If you want a smaller local footprint, Ollama also provides smaller Qwen 3.6 variants (for example 27B-class options). Check the live Ollama model page for currently available tags.
Why This Setup Works Well
- Fastest setup path because Ollama can launch OpenCode directly as an application
- Runs fully local with no separate model gateway to configure
- Easy to scale up or down by swapping the Ollama model tag based on your hardware
How to Self-Host These Models Locally
Once you’ve picked a model, you need the right tools and hardware to run it. We’ve covered this extensively in our previous guides:
Quick Decision Guide
| Your Need | Recommended Model | Why |
|---|
| Best overall coding | Kimi K2.6 Thinking | Highest open-source mix in this snapshot: 78.57 Coding Avg and 58.33 Agentic Coding Avg |
| Best on consumer hardware | Qwen 3.6 27B or Devstral Small 2 | Solid coding scores with much smaller deployment footprint than trillion-scale models |
| Best tiny model (<10B) | Yi-Coder 9B or StarCoder2-3B | Runs on laptops, punches above weight |
| Best for agentic workflows | Kimi K2.6 or GLM-5.1 | Strong coding-agent benchmark claims and long-horizon multi-agent execution |
| Best for enterprise compliance | IBM Granite Code | Apache 2.0, ethics-vetted training data |
| Best efficiency per parameter | Qwen3.6-35B-A3B | Strong coding-agent scores from only 3B active parameters |
Conclusion
The open source LLM landscape for coding has matured dramatically, and the May 12, 2026 LiveBench snapshot tightened the race again. Kimi K2.6 Thinking currently leads this guide’s open-source set on both Coding (78.57) and Agentic Coding (58.33), with GLM 5.1 and DeepSeek V4 Pro close behind on agentic work.

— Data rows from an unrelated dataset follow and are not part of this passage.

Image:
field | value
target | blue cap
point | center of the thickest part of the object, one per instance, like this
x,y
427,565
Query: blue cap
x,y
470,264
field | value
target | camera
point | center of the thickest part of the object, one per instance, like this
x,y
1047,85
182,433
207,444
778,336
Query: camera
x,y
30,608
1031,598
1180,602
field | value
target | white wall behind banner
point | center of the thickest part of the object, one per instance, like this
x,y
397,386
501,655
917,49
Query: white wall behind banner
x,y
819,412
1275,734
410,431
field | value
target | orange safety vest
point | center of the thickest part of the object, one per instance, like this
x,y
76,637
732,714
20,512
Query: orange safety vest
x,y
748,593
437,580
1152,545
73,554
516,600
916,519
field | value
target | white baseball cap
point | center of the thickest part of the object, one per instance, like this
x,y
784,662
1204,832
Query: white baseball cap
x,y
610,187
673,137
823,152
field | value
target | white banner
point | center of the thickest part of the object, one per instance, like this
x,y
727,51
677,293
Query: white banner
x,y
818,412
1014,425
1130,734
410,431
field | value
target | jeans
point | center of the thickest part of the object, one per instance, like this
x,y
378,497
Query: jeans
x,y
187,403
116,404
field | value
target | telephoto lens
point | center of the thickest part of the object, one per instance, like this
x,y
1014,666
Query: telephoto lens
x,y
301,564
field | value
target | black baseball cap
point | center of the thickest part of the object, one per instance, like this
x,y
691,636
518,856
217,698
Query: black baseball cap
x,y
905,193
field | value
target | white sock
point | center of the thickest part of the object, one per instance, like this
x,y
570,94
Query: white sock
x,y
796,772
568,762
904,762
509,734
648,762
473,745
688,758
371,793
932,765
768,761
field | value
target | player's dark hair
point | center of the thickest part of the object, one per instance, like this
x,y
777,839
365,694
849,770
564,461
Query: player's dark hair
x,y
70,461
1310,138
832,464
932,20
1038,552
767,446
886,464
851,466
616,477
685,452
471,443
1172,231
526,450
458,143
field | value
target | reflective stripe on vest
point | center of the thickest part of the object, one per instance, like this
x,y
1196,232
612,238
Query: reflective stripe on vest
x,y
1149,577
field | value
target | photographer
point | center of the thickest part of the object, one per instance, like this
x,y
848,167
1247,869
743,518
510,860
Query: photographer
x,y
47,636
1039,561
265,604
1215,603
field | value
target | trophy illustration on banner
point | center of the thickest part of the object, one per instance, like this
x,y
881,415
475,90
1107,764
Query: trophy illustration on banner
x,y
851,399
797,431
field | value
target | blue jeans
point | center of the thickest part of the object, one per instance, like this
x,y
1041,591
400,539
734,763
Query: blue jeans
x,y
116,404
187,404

For most developers, the practical recommendation is to start with Qwen 3.6 27B or Devstral Small 2 on local hardware, then move to Kimi K2.6, GLM 5.1, or DeepSeek V4 Pro if you need top-tier agentic performance and have enterprise GPUs. DeepSeek V3.2 remains a strong cost-to-quality baseline.
The 44% of organizations that cite data privacy as their top concern with LLM adoption now have no reason to hold back. Self-hosted open source models are production-ready for coding, and the gap with proprietary alternatives continues to shrink with each new release.